How can we harness the new observational capabilities of the ESA-JAXA "EarthCARE" satellite (whose launch from Vandenberg is imminent) to improve weather and climate predictions, and to tackle key questions in climate science? EarthCARE is built around the synergy of four instruments: the first Doppler cloud radar in space, a high spectral resolution lidar, a multi-spectral imager and a three-view broadband radiometer. As well as directly evaluating rain and snow fall speeds in models, I will demonstrate how the radar will retrieve much more accurate rain and snow rates, and even evaluate updrafts in storm-resolving models. The lidar will provide vertically resolved aerosol extinction profiles (I will provide a taster from the Aeolus lidar) as well as aerosol type. We will perform 3D radiation calculations as part of the operational processing of the data, testing "radiative closure" between the synergy retrievals and the broadband measurements. The radar and lidar observations will be available in near-real-time and assimilated into ECMWF weather forecasts.
But how can EarthCARE move beyond being simply "A-Train 2.0" to providing genuinely new insights into key climate questions? In the last decade we have (1) gained a finer understanding of the diversity of individual cloud feedback processes but still with large uncertainties, (2) seen the advent of global, kilometre-scale models (in urgent need of evaluation) and (3) begun to detect systematic changes in clouds in response to the warming climate. EarthCARE could not come at a more opportune time to tackle all of these challenges, including in combination with other satellites, but how will we do this?

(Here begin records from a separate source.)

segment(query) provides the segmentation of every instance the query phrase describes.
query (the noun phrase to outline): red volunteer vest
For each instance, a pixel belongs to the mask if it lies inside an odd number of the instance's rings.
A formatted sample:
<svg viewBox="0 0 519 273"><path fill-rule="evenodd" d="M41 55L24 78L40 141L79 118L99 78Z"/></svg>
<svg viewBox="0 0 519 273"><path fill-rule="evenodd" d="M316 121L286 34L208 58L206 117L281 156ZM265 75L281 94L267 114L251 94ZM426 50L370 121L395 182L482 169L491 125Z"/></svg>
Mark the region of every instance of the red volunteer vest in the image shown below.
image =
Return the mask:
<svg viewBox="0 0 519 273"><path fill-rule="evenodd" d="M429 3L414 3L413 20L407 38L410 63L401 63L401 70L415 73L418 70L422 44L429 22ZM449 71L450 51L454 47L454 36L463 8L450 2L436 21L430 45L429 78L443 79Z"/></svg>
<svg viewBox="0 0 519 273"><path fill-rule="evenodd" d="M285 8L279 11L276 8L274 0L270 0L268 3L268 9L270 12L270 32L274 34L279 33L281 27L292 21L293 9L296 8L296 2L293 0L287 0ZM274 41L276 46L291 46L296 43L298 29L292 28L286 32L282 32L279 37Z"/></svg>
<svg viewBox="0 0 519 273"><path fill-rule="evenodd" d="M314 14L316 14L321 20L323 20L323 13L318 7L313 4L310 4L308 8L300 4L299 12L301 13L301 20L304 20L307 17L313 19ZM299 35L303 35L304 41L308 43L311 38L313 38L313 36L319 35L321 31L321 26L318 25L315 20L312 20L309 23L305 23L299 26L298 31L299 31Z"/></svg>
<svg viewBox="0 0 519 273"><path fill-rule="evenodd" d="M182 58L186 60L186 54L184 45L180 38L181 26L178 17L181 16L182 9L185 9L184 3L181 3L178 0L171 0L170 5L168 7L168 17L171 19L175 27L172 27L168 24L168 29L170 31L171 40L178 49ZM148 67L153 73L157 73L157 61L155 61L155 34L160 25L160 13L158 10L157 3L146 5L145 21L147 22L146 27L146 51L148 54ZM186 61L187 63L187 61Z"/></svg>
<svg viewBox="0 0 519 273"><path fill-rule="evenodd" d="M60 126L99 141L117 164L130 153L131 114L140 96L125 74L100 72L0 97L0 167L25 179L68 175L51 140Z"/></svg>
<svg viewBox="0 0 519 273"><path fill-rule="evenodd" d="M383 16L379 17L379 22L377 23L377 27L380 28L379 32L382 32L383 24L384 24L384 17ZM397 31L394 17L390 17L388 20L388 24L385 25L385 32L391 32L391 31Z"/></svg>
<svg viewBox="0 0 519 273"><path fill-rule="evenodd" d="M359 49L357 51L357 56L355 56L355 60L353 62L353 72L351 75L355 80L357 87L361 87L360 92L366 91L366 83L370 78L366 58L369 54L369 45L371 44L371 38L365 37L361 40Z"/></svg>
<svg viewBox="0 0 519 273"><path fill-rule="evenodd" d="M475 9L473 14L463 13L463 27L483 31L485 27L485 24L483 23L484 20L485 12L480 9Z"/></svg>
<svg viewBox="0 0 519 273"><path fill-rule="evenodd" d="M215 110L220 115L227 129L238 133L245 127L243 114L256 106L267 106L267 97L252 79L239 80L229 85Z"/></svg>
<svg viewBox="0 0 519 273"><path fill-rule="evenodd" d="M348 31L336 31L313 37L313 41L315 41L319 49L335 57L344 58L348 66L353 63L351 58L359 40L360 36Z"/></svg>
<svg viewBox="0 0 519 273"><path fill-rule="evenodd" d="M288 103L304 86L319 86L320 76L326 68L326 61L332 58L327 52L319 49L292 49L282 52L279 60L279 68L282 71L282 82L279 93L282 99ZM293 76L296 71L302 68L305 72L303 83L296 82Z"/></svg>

I will present my own ideas but I really want to use my visit to JPL to pick your brains and to stir your interest in using EarthCARE for your own work, taking the amazing science done with CloudSat and CALIPSO to the next level.

About

Photo of Robin Hogan

Robin Hogan is a Principal Scientist at ECMWF and Professor of Atmospheric Physics at the University of Reading. His research interests are primarily in atmospheric radiative transfer and developing numerical techniques for representing the interaction of radiation with clouds, gases, aerosols and complex surfaces. He is the European Co-Chair of the EarthCARE Mission Advisory Group, and is leading the development of the algorithm that will retrieve the properties of clouds, aerosols and precipitation from the synergy of active and passive EarthCARE measurements.